In a similar vein, here is a regex to match a U.S. ZIP Code (which may be five or nine digits):

zip = /^\d{5}(-\d{4})?$/

The anchors (in this regex and others) are only to ensure that there are no extraneous characters before or after the matched string. Note that this regex will not catch all invalid codes. In that sense, it is less useful than the preceding one.
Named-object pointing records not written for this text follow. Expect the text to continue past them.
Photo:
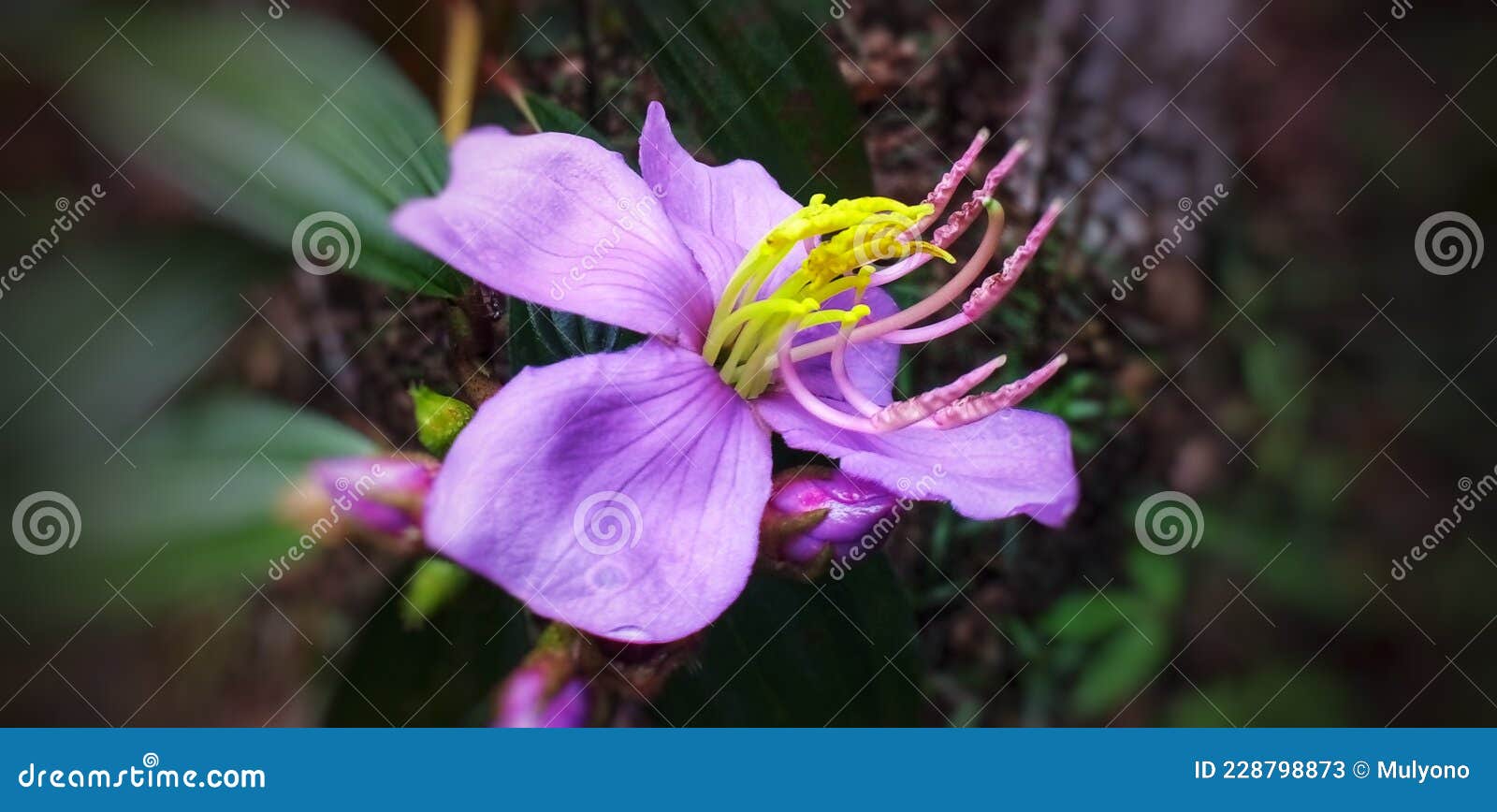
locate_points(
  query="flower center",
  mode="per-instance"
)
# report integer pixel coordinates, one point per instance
(750, 326)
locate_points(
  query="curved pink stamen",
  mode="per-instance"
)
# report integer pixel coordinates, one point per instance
(908, 413)
(975, 408)
(947, 186)
(987, 296)
(813, 405)
(927, 308)
(958, 222)
(845, 385)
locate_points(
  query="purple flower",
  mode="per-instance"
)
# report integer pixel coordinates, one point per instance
(842, 510)
(621, 493)
(524, 702)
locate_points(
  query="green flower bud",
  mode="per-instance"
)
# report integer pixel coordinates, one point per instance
(439, 418)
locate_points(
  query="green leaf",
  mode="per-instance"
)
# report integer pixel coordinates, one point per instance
(283, 126)
(196, 517)
(541, 336)
(1080, 617)
(785, 655)
(438, 673)
(1122, 665)
(760, 81)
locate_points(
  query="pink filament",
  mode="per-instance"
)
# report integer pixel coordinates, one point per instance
(978, 406)
(962, 219)
(925, 308)
(845, 385)
(987, 296)
(908, 413)
(807, 399)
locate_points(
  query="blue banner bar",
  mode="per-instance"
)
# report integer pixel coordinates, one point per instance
(763, 769)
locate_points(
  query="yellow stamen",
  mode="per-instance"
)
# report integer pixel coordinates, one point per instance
(855, 234)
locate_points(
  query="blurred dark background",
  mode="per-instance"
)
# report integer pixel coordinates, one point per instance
(1292, 364)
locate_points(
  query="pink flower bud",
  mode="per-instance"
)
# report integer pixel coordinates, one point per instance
(846, 508)
(384, 495)
(526, 703)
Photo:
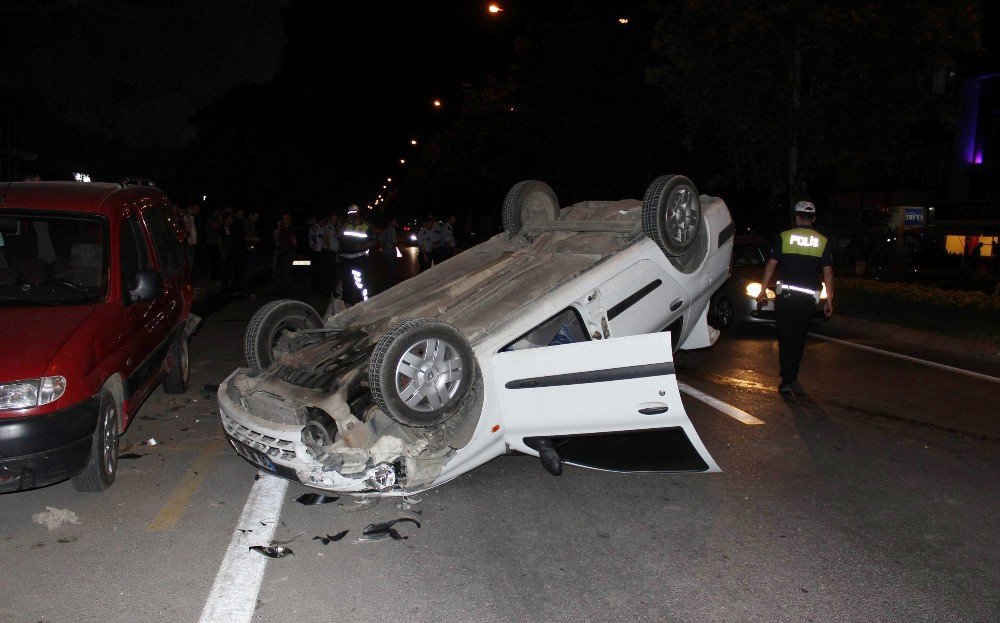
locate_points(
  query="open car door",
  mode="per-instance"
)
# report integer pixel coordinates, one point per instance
(611, 404)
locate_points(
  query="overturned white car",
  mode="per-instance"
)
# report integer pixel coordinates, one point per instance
(553, 339)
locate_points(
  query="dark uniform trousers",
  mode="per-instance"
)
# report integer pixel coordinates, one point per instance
(793, 313)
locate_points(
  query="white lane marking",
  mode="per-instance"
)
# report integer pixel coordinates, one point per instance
(234, 595)
(725, 407)
(933, 364)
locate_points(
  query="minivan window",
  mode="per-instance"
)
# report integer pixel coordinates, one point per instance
(134, 256)
(52, 258)
(166, 244)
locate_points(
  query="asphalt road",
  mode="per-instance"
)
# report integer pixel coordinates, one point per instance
(872, 498)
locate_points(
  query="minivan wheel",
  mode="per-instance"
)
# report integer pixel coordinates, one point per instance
(262, 343)
(176, 381)
(421, 372)
(102, 466)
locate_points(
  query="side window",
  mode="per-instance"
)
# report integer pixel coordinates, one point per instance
(134, 257)
(565, 327)
(165, 242)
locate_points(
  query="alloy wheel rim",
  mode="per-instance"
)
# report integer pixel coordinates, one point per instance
(428, 375)
(681, 215)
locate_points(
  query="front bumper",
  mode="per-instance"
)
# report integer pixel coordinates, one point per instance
(277, 447)
(39, 450)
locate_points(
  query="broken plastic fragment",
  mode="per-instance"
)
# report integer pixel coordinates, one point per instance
(311, 499)
(272, 552)
(326, 540)
(381, 477)
(379, 531)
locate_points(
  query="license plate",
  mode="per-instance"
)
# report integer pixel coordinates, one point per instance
(253, 455)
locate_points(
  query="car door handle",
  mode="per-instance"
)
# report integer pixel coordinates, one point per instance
(652, 408)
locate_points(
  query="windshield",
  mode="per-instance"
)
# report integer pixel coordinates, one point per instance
(750, 254)
(51, 258)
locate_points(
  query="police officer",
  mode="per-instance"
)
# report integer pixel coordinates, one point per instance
(800, 254)
(356, 239)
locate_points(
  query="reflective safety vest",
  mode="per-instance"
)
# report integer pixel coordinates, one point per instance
(802, 241)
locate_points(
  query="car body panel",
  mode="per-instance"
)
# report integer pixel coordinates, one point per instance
(556, 391)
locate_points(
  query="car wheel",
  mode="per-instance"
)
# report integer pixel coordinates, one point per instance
(262, 344)
(671, 213)
(528, 200)
(725, 314)
(177, 379)
(421, 372)
(102, 466)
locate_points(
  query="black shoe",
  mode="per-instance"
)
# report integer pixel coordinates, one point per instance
(550, 458)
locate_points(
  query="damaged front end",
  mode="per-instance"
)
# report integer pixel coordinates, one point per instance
(312, 418)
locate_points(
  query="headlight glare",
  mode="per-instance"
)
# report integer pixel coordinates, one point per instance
(31, 392)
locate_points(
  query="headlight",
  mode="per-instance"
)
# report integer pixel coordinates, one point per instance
(31, 393)
(753, 290)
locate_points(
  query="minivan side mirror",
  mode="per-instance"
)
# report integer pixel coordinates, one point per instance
(148, 286)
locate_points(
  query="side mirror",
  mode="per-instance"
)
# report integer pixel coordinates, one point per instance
(148, 286)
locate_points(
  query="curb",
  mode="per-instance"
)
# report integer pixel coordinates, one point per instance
(950, 345)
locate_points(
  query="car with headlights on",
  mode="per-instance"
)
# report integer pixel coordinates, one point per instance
(736, 301)
(95, 303)
(554, 338)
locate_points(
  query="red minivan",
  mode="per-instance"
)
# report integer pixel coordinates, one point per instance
(95, 302)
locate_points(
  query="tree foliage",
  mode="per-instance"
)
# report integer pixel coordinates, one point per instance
(778, 91)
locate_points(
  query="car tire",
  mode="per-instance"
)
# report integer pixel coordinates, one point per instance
(102, 464)
(725, 314)
(261, 339)
(402, 360)
(176, 381)
(528, 200)
(671, 213)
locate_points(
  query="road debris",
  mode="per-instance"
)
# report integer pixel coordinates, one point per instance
(312, 499)
(53, 517)
(380, 531)
(331, 538)
(286, 541)
(272, 552)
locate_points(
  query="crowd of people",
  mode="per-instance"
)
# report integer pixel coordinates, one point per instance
(225, 246)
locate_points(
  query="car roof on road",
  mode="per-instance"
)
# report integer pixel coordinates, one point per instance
(82, 197)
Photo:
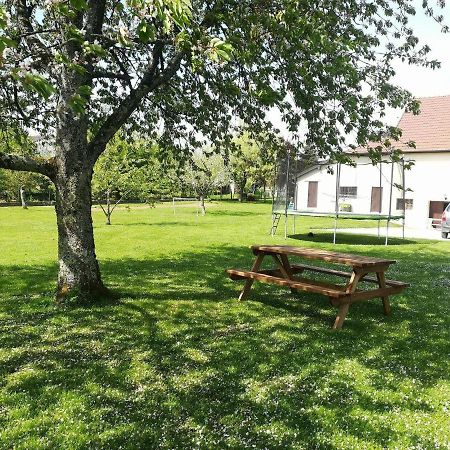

The following regex matches a phone number in the North American Numbering Plan (NANP) format; it allows three common ways of writing such a phone number:

phone = /^((\(\d{3}\) |\d{3}-)\d{3}-\d{4}|\d{3}\.\d{3}\.\d{4})$/
"(512) 555-1234" =~ phone # true
"512.555.1234" =~ phone # true
"512-555-1234" =~ phone # true
"(512)-555-1234" =~ phone # false
"512-555.1234" =~ phone # false

Matching a dollar amount with optional cents is also trivial:

dollar = /^\$\d+(\.\d\d)?$/

This one obviously requires at least one digit to the left of the decimal and disallows spaces after the dollar sign. Also note that if you only wanted to detect a dollar amount rather than validate it, the anchors would be removed and the optional cents would be unnecessary.

3.16 Conclusion

That ends our discussion of regular expressions in Ruby. Now that we have looked at both strings and regexes, let’s take a look at some issues with internationalization in Ruby. This topic builds on both the string and regex material we have already seen.